SATAN SATAN SATAN SATAN SATAN SATAN...666 666 666 666 666 666 666 SATAN... Okay, I guess I'm done now. Today was a much better day today but this ugly retarded chick named Alley keeps hanging out with me and my friends because she has none and is REALLY beginning to bug me. Ow. My ass hurts. Teachers make us sit on them too fucking often. I'm freaking out because I have to get over $20 by Thursday and that's the day after tomorrow. $8 for my Mom's shipping for her birthday present, and around $15 for the CD Mechanical Animals by Marilyn Manson so I can listen to it by Friday, when we go to Kartchner Caverns. God, I need money bad. That reminds me. Ace drew me another kick ass picture about Satan again and I was beginning to get the impression that he liked me and I turned the corner and saw his arm around Porscher. I wasn't pissed, I just told myself to wake the fuck up and quit fucking dreaming. I shot another bird again today. It is dead. I shot it in the neck. The first bird I shot and killed with a BB gun was a shot in the eyeball and I don't plan on doing it anymore unless it's shitting on me or something. I have been invited to Amanda's house for her mother's birhtday and I have to go over there for ice cream and shit cuz she invited the whole fam-damily. So, I guess, unfortunately, I have to deal with another night of Liegh. Oh, well. I have to go. Later. May darkness always follow, remember, always REBEL! SATAN LOVES YOU...666
Monday, 19 January 2004
I'm extrememly pissed because my life sucks ass...
Life sucks ass. This chick Leigh is constantly coming over and fixing dinner like she's suddenly my mother. I hope she dies. The way she acts in front of my father is nauseating. My mother is currently in Texas, and is not married to my father, unfortunately. This woamn named Leigh is pissing me off and I hope she chokes on her own disgusting vile filthy spit. I must go now. May darkness always follow. Remember, Satan loves you and always REBEL!!!
Sunday, 18 January 2004
Marilyn Manson is fucking hot....don't try to convince me otherwise.

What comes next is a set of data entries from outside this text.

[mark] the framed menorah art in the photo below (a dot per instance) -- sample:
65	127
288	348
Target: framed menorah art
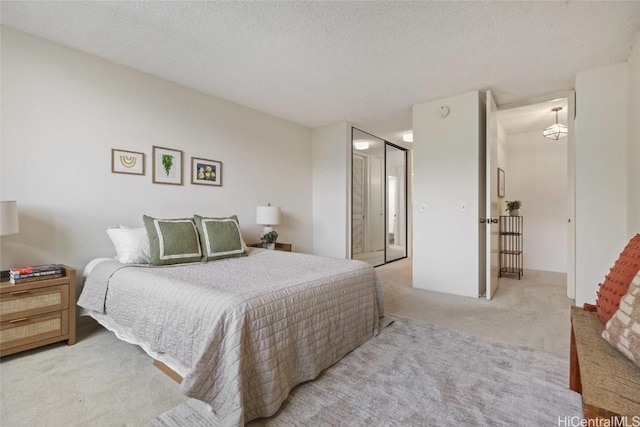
129	162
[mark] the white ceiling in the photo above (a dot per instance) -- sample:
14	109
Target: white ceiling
321	62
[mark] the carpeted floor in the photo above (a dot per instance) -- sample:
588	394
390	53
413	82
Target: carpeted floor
415	373
102	381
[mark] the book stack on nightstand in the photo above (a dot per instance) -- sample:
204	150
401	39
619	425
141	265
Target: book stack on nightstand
286	247
37	309
19	275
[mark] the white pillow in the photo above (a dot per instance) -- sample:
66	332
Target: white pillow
131	244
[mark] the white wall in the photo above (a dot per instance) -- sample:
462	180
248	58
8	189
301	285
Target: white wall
601	175
62	113
536	174
633	155
331	190
446	154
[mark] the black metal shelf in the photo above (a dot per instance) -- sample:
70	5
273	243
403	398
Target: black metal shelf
511	247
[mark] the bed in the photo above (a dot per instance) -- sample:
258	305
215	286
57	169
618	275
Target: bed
243	331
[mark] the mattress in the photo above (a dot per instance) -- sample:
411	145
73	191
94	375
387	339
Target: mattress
241	331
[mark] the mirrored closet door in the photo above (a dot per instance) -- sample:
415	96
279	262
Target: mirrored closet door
378	203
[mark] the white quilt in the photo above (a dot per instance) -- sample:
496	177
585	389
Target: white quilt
249	328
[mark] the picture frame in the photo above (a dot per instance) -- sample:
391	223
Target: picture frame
501	183
127	162
167	166
206	172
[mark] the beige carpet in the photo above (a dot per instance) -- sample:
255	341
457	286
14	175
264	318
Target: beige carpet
102	381
414	373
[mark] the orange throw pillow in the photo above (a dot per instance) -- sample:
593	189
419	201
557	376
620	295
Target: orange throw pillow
616	283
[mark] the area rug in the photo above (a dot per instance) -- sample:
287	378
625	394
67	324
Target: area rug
416	373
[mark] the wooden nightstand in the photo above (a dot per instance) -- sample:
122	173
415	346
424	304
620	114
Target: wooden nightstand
286	247
37	313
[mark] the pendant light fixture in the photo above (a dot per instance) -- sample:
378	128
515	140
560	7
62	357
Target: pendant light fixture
556	131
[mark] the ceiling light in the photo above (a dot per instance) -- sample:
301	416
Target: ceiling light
361	144
555	131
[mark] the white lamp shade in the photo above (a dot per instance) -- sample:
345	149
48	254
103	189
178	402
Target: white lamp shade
8	218
268	215
555	132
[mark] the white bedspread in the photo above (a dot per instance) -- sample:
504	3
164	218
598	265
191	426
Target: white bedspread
249	328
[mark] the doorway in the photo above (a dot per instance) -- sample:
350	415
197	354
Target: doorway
379	199
538	172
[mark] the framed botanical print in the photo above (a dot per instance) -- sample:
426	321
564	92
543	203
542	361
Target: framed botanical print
167	166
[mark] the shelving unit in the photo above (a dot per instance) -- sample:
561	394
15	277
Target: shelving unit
511	228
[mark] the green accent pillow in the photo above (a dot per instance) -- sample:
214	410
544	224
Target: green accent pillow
172	241
220	237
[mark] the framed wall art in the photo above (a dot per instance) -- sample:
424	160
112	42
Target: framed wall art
128	162
500	182
206	172
167	166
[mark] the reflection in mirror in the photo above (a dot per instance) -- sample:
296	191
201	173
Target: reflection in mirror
368	198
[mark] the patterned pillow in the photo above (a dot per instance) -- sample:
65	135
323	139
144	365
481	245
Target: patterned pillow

Greetings, humans. I am listening to Coma White by Marilyn Manson. What are YOU listening to? Oh, you must be wondering why people call me Bloody Mary. It's self explanatory. Try not to think about it too much. It's bad for you. Anyways, I'm not the least bored, and how Edgar Allan Poetic. My best friend, Darkshadow, was supposed to come over yesterday but I was too busy drooling over pics of Marilyn Manson and I'm not feeling too companyish. I have a habit of being too lazy to even change during the weekends. Don't worry, I change my undies and shower often. My black cat, Kitty, as refered to in Alice's looking glass, is busy scarfing down her so-called-heavenly slice of turkey because, again, I am too lazy to go to the store and buy some normal ass cat food. But then again normal only exists in people's minds. Normal is impossible. Life sucks ass. Metal doesn't. I love Metal, Indie, Grunge, Punk, and even some classic rock. People tend to classify me as Gothic, so without a doubt I am Gothic. My sister seems to have a mental addiction to the song "Coma White" even more than I do. Oh, since this is my first blog ever, I shall list you all the bands/artists that I take great interest in. Marilyn Manson, Metallica, Nirvana, Korn, Tool, Kiss, Nine Inch Nails, Green Day, Pantera, Slayer, Hatebreed, Lamb Of God, Godsmack, Pink Floyd, Cradle of Filth, Disturbed, White Zombie/Rob Zombie, Alice In Chains, and some others I can't think of right now. I believe I have to leave right now, so good bye. Remember, Satan loves you and always REBEL!!!